With the mortgage fin-ance giants Fannie Mae and Freddie Mac both in the sick ward and possibly needing a government bail-out, it was hardly helpful for former IMF chief economist Kenneth Rogoff to warn of a "whopper"-sized US bank collapse in the next few months.

So it was only a question of how far the FTSE 100 would sink before Wall Street opened to add to the misery. With all the big UK banks under the cosh, the FTSE 100 limped to the end of a miserable session 129.8 points lower at 5,320.4. The FTSE 250 dropped 256.4 to 8,867.6. Wall Street was 120 points in the red as London ended.

HBOS was the worst hit among bankers, down 22p at 277.5p and one rung off the bottom of the FTSE 100. Keeping it company was Royal Bank of Scotland, 13.5p lower at 215p, and Barclays, 18.5p easier at 324.2p. Plumbing and building suppliers giant Wolseley, with huge exposure to the crippled US housing market, had nowhere to hide and ended down 36p at 389.5p, nearly 60 per cent below its level a year ago.

The replacement hips and knees group Smith & Nephew jogged 13.5p higher to 632p on talk that its American rival Zimmer is limbering up for a full bid. S&N is worth £5.4bn. This is not the first time the orthopaedics pair have been linked and once again the reasoning is sound. S&N has just turned in solid results for the second quarter, while the strength of the dollar would make it more attractive for an American buyer. S&N has risen 8 per cent in the last month.

Signet, the world's big-gest jewellery chain, which trades as H Samuel and Ernest Jones in the UK, is packing its bags and moving to the United States, where it operates as Kay Jewelers. The primary listing for the shares will move from London to New York next month, with its tax base moving to Bermuda. The market greeted news that shareholders had approved the switch by marking the shares down 3p at 59p. However, broker Investec says the shares will benefit from the move because the US rates retailers like Signet higher than in the UK.

Broker JP Morgan thinks the outlook for BSkyB could be difficult as advertising revenues come under increasing pressure. As well as reducing its estimate of earnings per share by 10 per cent for the next two years, it has also cut its target price for the shares by 80p to 480p, sending them 23.25p lower to 439.5p. With more advertising migrating from print to the internet, shares of publishers Trinity fell 10p to 100p and Johnston Press 5.5p to 54p.

Wellstream, the oil services group, gained 70p at 1,110p after winning a contract worth £600m over four years to supply offshore piping and other equipment for oil giant Petroleo Brasileiro. However, one broker thought the contract should have been worth more but still expects the shares to reach 1,425p.

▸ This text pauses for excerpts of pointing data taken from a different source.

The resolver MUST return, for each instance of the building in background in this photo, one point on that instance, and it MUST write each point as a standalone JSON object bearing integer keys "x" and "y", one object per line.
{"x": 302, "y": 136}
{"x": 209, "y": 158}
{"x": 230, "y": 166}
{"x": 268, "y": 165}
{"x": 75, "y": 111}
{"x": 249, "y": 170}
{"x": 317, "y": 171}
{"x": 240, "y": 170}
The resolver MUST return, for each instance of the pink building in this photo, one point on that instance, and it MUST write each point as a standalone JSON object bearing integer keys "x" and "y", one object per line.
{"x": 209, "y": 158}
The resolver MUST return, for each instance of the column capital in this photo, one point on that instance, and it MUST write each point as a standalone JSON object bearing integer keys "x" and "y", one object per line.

Aggreko, one of the world leaders in the supply of temporary power and temperature control systems, extended its grip on the oil and gas market with the acquisition of Canadian outfit Power Plus Rentals for £19.5m. Broker Dresdner Kleinwort welcomed the deal, which looks good value, and forecast a price for Aggreko of 690p compared with a market price of 660p, down 7.5p on the session.

Enfis held firm at 85p despite increased first-half losses but remains on course to develop a range of energy-efficient lighting systems which should see it break into profit next year, according to broker Edison. The firm, which floated on AIM in March last year, plans to build up a global distribution network. Edison is forecasting sales rising from £1.5m this year to £6m in 2009.

Investors were quick off the mark to pocket profits at the outsourcing group Mears, where the shares have raced ahead 23 per cent in the last month in anticipation of good results. Mears did not disappoint, with half-time profits up 25 per cent to £8.7m and £430m of new orders. The shares retreated 22.5p to 297p but broker Arbuthnot is tipping them to hit 400p.

Creightons, the micro-sized toiletries and fragrances group, lost 25 per cent of its value after warning that its financial position had deteriorated since March. Costs are rising and suppliers are hitting it with increased prices. The shares closed at 1.5p.

Minmet, the tiny AIM-listed oil and gas exploration company, jumped 1.5p to 5.25p after a bid approach. It seems most likely the approach is from Mitre Oil and Gas, which owns nearly 20 per cent having picked up former shareholder Kevin Anderson's stake in July.